Artificial lake in Valle Brembana, Lombardy, Italy

Lago dei Frati is a small artificial lake located in the upper Valle Brembana in the municipality of Carona.

Situated in the valley of the same name, which extends from the Passo di Aviasco and flows into the basin of the Rifugio Fratelli Calvi, it owes its name to the fact that, in medieval times, numerous monks from the San Benedetto Abbey (Albino) (located near Albino) passed through to reach their possessions in the Armentarga pastures.

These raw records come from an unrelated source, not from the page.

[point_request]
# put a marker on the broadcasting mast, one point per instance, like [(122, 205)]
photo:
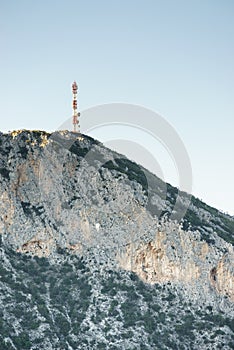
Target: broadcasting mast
[(74, 104)]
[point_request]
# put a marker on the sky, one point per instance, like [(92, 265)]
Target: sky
[(175, 57)]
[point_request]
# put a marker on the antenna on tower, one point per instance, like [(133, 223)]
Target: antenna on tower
[(76, 114)]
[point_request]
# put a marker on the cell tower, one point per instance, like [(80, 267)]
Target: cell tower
[(76, 114)]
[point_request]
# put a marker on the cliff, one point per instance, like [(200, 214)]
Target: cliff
[(64, 196)]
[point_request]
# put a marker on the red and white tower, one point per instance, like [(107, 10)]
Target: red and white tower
[(76, 114)]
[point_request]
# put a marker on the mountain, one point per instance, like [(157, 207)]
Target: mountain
[(98, 253)]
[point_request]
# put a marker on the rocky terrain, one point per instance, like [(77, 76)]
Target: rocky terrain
[(98, 253)]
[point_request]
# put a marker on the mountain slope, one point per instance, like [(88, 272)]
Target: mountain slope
[(92, 258)]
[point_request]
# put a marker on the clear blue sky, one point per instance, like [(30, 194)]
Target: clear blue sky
[(173, 56)]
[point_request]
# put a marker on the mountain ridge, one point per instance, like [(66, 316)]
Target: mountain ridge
[(70, 204)]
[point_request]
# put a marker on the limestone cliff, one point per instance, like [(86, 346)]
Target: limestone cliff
[(91, 258)]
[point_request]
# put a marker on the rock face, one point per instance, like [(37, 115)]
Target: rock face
[(65, 196)]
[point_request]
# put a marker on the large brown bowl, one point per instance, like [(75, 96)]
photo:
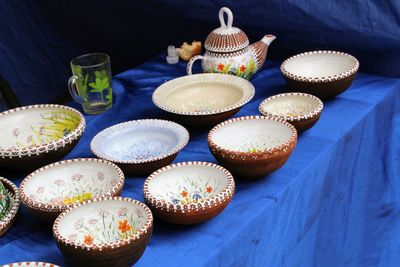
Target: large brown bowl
[(189, 192), (34, 136), (324, 74), (252, 146), (104, 232)]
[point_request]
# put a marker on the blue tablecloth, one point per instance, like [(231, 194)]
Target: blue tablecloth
[(336, 202)]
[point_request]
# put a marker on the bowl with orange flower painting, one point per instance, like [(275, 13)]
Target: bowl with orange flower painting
[(105, 231), (189, 192), (53, 188)]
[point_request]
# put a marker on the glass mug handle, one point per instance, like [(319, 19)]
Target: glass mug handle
[(73, 90)]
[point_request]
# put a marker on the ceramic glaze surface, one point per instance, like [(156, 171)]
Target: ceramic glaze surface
[(34, 127), (141, 140), (188, 184), (255, 135), (71, 183), (102, 222)]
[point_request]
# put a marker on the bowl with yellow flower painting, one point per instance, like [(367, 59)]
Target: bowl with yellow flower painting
[(106, 231), (189, 192), (53, 188), (33, 136)]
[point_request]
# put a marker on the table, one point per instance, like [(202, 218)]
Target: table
[(336, 202)]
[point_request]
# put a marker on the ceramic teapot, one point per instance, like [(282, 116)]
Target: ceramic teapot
[(228, 50)]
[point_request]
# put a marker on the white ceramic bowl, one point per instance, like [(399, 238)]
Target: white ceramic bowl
[(110, 231), (299, 109), (140, 146), (52, 189), (189, 192), (203, 99), (34, 136)]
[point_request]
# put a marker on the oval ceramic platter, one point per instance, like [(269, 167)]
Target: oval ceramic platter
[(34, 136), (189, 192), (141, 146), (9, 201), (324, 74), (203, 99), (110, 231), (53, 188)]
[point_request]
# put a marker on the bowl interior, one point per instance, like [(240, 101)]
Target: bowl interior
[(290, 105), (102, 222), (36, 126), (252, 135), (140, 140), (316, 65), (188, 184), (72, 182)]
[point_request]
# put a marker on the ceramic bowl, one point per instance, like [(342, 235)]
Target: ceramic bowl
[(110, 231), (30, 264), (252, 146), (52, 189), (189, 192), (324, 74), (142, 146), (299, 109), (203, 99), (10, 216), (34, 136)]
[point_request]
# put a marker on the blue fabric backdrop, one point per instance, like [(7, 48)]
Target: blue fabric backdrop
[(38, 38), (334, 203)]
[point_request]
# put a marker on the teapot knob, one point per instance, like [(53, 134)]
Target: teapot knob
[(221, 17)]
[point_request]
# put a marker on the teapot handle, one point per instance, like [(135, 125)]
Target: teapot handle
[(190, 63), (221, 17)]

The dam, built in 1947, creates a basin with an area of 25,000 square meters and a capacity of 330,000 m³ of water, which, together with the nearby Laghi Gemelli and Lago Colombo, feeds the hydroelectric power plant of Lago Sardegnana.

== Access ==
The shortest route to reach it starts from Carona, from where one ascends to the hamlet of Pagliari. From the small village, follow the path marked with the Club Alpino Italiano trail marker number 247, which climbs until it intersects the Sentiero delle Orobie, trail number 213. A few dozen meters further uphill, trail number 236 branches off, which runs through the Valle dei Frati, at the beginning of which the lake is located.

Alternatively, from Carona, it is possible to reach the lake by ascending to the dam of Lago di Fregabolgia (trail number 210), then descending slightly along trail 213, from which one can take the previously described trail 236.

It can also be reached from the Val Seriana, via the Passo di Aviasco, located near the Lago di Aviasco in the municipality of Valgoglio.